Anything I Can Do, We Can Do Better
Remember Annie Get Your Gun? Sharpshooter Annie Oakley has a confusing relationship with her love interest and rival, Frank Butler. She loved him but refused to play second fiddle to him when it came to hitting the bullseye. She was a woman in a man’s venue, and her theme song was Anything You Can Do, I Can Do Better.
Unfortunately, that mindset plagues many relationships. Sometimes we are so busy defending our position, displaying our strengths, and protecting our voices, we lose sight of the target: working together with men to create loving and supportive family relationships. A wise woman helped me understand this.
Early in our marriage, my husband Clyde and I were visiting his brother and sister-in-law. I was cleverly explaining how hard I worked and how valuable my contributions were to his education, comfort, and well-being. I also noted how easy he had it to just be a student. I went on to humorously generalize about how hard women work and all that is expected of them and the world’s unfairness in overlooking all they do, while giving men all the perks and power. I have never forgotten my sister-in-law’s quiet reply: “That’s interesting. We often talk about how grateful we are for our roles as husband and wife, as father and mother. We both agree we love the roles and responsibilities we are blessed to fulfill and wouldn’t have it any other way.” Her gentle words pierced my heart. What she spoke was exactly what I really felt. I had simply been taken in by the world’s view of husbands and wives and fathers and mothers. It was a great lesson to me to avoid publicly demeaning Clyde, even in jest. I must keep reviewing that lesson.
We learned through time and experience that there were things I could do better, things he could do better, and tasks each of us hated or relished. I’m more creative, he is more methodical and organized. We turned that knowledge to our advantage when we divided up the work of living and raising a family. The best results—more than twice as good—were achieved when we worked as a team.

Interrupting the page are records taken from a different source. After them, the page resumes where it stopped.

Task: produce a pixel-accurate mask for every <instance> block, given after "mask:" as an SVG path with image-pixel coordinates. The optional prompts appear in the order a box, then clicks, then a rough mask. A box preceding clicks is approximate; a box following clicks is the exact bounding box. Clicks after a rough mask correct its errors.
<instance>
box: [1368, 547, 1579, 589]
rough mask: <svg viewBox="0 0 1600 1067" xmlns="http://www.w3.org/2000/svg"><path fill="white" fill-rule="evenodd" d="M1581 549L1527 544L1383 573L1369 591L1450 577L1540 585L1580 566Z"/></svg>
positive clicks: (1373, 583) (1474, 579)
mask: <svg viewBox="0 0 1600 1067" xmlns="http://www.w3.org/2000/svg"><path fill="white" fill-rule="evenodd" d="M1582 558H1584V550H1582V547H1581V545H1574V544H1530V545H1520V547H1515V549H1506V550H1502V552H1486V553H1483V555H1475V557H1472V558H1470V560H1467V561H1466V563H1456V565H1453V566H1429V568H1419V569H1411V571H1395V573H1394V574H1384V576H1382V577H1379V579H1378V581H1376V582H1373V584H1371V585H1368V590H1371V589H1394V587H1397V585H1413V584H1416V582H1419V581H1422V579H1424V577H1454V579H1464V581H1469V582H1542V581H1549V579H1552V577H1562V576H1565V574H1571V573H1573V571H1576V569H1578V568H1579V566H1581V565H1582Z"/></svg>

I married him because he demonstrated his intention to use persuasion, long-suffering, gentleness, meekness, kindness, and love unfeigned. Those same qualities transferred to his role as a father.
For years he rode the bus to work to free up a car for the teens to take to school and activities. He helped coach soccer teams (although not an athlete himself), attended recitals, school programs, and plays. Most of all, he used his great capacity to love and worry to keep our children in our thoughts and prayers. They loved his famous chocolate malts, one-on-one dates, dad jokes, and family naps—his first choice when he got to choose an activity. Our sons and daughters benefitted from having a dad who loved them and also fiercely loved their mother.

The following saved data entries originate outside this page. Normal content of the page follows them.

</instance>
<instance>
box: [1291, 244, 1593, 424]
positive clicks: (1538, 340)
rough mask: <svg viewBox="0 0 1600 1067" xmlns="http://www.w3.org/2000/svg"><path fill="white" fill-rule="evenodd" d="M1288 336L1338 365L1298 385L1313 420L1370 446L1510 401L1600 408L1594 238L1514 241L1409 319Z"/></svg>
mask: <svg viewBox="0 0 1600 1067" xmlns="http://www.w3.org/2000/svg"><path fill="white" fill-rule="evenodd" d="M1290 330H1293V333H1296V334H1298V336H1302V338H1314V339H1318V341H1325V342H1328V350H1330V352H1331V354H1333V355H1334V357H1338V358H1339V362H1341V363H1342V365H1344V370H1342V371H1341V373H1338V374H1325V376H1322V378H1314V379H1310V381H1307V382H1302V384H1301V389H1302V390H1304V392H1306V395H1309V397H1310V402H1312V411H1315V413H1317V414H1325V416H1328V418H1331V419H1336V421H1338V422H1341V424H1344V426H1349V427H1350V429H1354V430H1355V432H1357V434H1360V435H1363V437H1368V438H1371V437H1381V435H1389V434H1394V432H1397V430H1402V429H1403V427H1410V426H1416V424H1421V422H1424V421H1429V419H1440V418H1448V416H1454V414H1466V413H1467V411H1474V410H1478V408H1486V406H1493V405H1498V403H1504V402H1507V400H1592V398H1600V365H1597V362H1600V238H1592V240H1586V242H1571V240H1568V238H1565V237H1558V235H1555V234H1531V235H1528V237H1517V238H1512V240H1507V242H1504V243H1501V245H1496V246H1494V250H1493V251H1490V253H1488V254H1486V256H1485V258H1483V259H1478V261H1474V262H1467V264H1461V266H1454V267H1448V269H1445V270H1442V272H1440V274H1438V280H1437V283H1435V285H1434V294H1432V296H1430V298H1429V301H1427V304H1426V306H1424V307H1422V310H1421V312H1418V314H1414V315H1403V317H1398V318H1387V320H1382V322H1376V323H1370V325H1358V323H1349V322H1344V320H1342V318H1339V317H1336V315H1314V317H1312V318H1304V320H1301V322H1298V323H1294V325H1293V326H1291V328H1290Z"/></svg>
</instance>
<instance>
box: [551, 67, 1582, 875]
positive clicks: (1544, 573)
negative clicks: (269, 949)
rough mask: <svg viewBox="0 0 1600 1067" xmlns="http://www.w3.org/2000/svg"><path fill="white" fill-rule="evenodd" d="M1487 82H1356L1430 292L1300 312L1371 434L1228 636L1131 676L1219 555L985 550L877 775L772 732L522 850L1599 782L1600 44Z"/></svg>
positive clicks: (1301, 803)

I appreciated his devotion and active fathering because my parents divorced when I was in junior high and my dad moved away. Even though my dad and I still loved each other, I knew Clyde’s being right there in plain sight would bless our children. Was he perfect? Of course not. But he was and is perfect for us. Our children may doubt his methods and madness, but they know, nothing doubting, that their dad loves them and would do nearly anything in his power to help them have the best things in life. Those best things are often purchased with a currency spelled T-I-M-E.
As we celebrate fathers this month, take time to thank your own father and other men who have loved, guided, and protected you through life. Make sure the father of your children knows he is valued, and that together, you can do everything better.